Martin Pistorius and wife, Joanna credit NPR

This statement you wrote ignores what autistics like Carly Fleischmann, Emma Zurcher-Long, Henry Frost, Amy Sequenzia, and nonspeaking disabled adults like Martin Pistorius stand for, and what they
say when asked about being a nonspeaking person prior to finding a means to communicate. All say that they are presumed incompetent, maltreated, and were entirely dismissed prior to being able to let the world know that their brains understood what was being said about them and what was being done to them. We have seen a brain command an exoskeleton encasing a paralyzed body to kick a soccer ball. We have heard people who learned to type and use AAC to communicate tell us that being in what medical professionals define as a vegetative state, or being a nonspeaking person, does not mean you don’t think, feel, and understand, and yet you still see no cause for people like my son to celebrate?

My son’s very survival is a miracle. He doesn’t have to prove his competence by demonstration of savant talent. Pity is not wanted or required. You don’t know him. I do. He NEVER gives up. He overcomes his fears daily and takes great personal risks to reach out and communicate with us. Nearly everyone in society doesn't feel his life is worth celebrating. That includes some autistic adults who use verbal speech. But our family feels the way our son lives his life, and his repeated demonstrations of personhood in a world that denies him competence, make him a heroic person. He is a stronger person than anyone I’ve met. I’m over 50 and have travelled extensively, so when I say anyone I mean anyone in a very large pool of human beings. I know I am not alone in being a witness to the greatness of a human spirit as it overcomes so many obstacles and shouts with all means available to be heard. I am so sorry you do not feel that is worth celebrating.

It is neither my intention nor my wish to deconstruct your entire piece. I only hope to demonstrate one of the reasons there is this canyon divide between how you and I view autistic people like my son. He doesn’t just exist. He lives in bright, live, movements and gestures that communicate his joys, sorrows, struggles and victories.

Each April we remember all we were told he could not and would not do that he has already done. We celebrate his right to personhood not qualified by a savant skill to justify it. I will continue to do so. Because he, like so many others I’ve met who are out there demonstrating their competence everyday, are worth it.

I don’t call the month of April Autism Awareness or Acceptance Month anymore. I call April the month of Mustafa and his neurotribe. I call it the month of possibility. The month of pride in obstacles overcome, and the month of the idea that autistic can be an identity without qualifiers or conditions, deserving of respect and worth celebrating.

Of course the public needs to be educated about what autism is, but that is because what we call autism continues to change and at each evolution the definition of what diverges and what that means changes with it. Of course we need help.
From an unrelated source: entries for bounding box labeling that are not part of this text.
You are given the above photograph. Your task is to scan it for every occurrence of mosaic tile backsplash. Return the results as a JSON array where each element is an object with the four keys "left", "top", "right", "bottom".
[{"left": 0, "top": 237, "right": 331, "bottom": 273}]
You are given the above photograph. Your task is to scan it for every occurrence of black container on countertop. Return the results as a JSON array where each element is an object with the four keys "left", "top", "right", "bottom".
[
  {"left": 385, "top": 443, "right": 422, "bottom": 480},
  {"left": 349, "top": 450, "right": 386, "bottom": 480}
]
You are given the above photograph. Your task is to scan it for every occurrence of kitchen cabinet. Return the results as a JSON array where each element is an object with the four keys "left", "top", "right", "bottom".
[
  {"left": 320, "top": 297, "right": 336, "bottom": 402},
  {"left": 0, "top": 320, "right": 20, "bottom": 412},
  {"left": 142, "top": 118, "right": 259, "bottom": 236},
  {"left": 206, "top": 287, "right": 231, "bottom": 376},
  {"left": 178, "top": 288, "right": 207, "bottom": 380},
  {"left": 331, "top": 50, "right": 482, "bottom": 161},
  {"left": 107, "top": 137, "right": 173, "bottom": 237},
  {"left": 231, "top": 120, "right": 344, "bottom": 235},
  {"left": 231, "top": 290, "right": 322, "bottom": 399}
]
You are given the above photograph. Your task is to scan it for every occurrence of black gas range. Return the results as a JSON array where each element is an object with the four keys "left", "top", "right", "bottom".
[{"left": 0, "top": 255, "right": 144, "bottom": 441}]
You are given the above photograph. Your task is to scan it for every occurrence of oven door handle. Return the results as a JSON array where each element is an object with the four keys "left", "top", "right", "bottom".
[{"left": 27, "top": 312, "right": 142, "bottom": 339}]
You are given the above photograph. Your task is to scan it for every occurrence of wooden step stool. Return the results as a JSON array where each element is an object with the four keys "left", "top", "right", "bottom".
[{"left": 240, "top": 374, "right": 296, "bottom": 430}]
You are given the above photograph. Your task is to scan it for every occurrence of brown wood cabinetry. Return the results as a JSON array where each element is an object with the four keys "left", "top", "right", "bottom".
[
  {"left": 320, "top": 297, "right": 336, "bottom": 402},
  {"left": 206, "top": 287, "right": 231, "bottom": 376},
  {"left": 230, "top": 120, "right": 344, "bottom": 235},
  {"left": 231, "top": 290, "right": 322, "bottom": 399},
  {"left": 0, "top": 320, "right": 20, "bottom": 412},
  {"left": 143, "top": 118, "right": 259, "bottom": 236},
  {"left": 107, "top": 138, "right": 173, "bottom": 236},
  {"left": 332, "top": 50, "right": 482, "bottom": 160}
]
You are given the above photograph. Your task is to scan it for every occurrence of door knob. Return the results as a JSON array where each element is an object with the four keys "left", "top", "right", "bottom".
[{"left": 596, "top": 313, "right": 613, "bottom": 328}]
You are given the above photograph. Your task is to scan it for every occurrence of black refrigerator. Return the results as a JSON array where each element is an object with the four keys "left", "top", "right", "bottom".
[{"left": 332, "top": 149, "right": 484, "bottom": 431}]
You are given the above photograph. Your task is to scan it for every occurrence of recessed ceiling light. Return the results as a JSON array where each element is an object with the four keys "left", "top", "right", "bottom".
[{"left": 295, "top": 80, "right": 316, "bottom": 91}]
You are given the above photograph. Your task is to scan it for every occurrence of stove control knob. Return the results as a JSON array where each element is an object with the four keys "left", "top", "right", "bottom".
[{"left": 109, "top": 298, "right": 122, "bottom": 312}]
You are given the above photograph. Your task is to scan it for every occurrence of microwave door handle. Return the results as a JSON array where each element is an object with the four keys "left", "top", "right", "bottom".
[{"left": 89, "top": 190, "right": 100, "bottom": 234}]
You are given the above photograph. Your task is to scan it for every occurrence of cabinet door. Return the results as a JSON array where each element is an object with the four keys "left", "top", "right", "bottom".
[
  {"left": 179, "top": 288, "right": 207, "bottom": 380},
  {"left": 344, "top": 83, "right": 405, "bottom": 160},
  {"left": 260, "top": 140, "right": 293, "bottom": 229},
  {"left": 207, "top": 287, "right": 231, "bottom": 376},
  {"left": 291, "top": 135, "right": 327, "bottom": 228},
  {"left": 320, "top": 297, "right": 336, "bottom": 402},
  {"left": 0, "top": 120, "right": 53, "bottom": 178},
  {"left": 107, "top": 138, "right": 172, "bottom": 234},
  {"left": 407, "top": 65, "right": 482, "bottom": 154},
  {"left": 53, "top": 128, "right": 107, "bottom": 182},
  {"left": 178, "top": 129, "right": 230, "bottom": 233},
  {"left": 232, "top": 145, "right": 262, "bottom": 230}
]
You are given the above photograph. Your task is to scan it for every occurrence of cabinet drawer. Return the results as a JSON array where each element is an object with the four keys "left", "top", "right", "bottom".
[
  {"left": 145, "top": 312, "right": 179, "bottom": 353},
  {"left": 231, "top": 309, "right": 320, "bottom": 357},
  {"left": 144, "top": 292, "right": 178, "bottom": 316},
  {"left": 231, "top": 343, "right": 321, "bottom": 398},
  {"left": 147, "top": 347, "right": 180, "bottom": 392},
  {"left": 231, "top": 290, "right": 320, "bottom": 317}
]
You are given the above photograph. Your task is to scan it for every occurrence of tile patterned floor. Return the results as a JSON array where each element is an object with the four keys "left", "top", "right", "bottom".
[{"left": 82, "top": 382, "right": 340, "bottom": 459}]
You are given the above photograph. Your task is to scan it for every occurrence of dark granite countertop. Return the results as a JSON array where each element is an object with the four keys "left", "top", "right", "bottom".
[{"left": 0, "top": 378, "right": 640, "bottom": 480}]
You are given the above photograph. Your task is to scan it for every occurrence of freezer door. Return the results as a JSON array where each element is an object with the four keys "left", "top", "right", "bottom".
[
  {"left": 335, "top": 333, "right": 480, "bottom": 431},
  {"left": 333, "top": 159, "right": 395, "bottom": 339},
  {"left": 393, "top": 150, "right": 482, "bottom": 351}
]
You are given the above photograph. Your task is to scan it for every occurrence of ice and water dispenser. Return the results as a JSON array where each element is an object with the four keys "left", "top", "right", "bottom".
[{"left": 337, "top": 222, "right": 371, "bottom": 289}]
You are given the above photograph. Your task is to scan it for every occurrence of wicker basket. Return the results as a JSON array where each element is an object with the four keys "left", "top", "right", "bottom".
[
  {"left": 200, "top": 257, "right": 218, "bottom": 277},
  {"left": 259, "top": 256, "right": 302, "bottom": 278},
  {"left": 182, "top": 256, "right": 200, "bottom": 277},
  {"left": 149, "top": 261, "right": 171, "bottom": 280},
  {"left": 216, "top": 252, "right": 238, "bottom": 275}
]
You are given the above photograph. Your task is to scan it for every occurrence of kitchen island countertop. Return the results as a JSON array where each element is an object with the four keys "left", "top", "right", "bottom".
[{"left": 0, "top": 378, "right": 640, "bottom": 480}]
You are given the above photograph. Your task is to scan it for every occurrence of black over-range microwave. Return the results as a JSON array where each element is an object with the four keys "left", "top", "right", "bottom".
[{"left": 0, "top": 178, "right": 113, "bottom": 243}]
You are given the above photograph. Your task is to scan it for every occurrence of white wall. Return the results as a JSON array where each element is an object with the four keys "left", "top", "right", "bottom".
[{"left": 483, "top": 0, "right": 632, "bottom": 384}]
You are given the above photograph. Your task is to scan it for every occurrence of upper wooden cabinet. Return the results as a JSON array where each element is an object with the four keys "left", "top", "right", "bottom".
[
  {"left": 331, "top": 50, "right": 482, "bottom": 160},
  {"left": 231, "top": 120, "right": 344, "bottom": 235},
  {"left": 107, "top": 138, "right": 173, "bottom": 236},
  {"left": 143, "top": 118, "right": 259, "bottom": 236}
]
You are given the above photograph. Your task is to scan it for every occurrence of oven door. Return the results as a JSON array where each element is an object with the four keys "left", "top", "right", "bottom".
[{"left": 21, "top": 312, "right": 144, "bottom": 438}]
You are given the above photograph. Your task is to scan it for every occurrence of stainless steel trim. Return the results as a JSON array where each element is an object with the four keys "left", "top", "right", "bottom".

I don’t think anyone including my son would deny that he needs accommodation and supports to access our community. He knows I am aging, I tire, and families need help too. But that doesn't mean that who he or his peers are should be denigrated or thought of as unworthy of celebration because it diverges from those autistic people who are less distinguishable from typical peers.

I will try, going forward, to read more of your words. Honestly this is the only way in which I can understand what you wish to communicate fully. In exchange, I ask that you try reading the words of nonspeaking neurodivergent people who communicate by other means. Reach out to them and use your platform and your words to help rather than expressing you see no cause to celebrate the idea that they are nonspeaking.

I think this would help us both understand one another better.  Happy Autism month, John.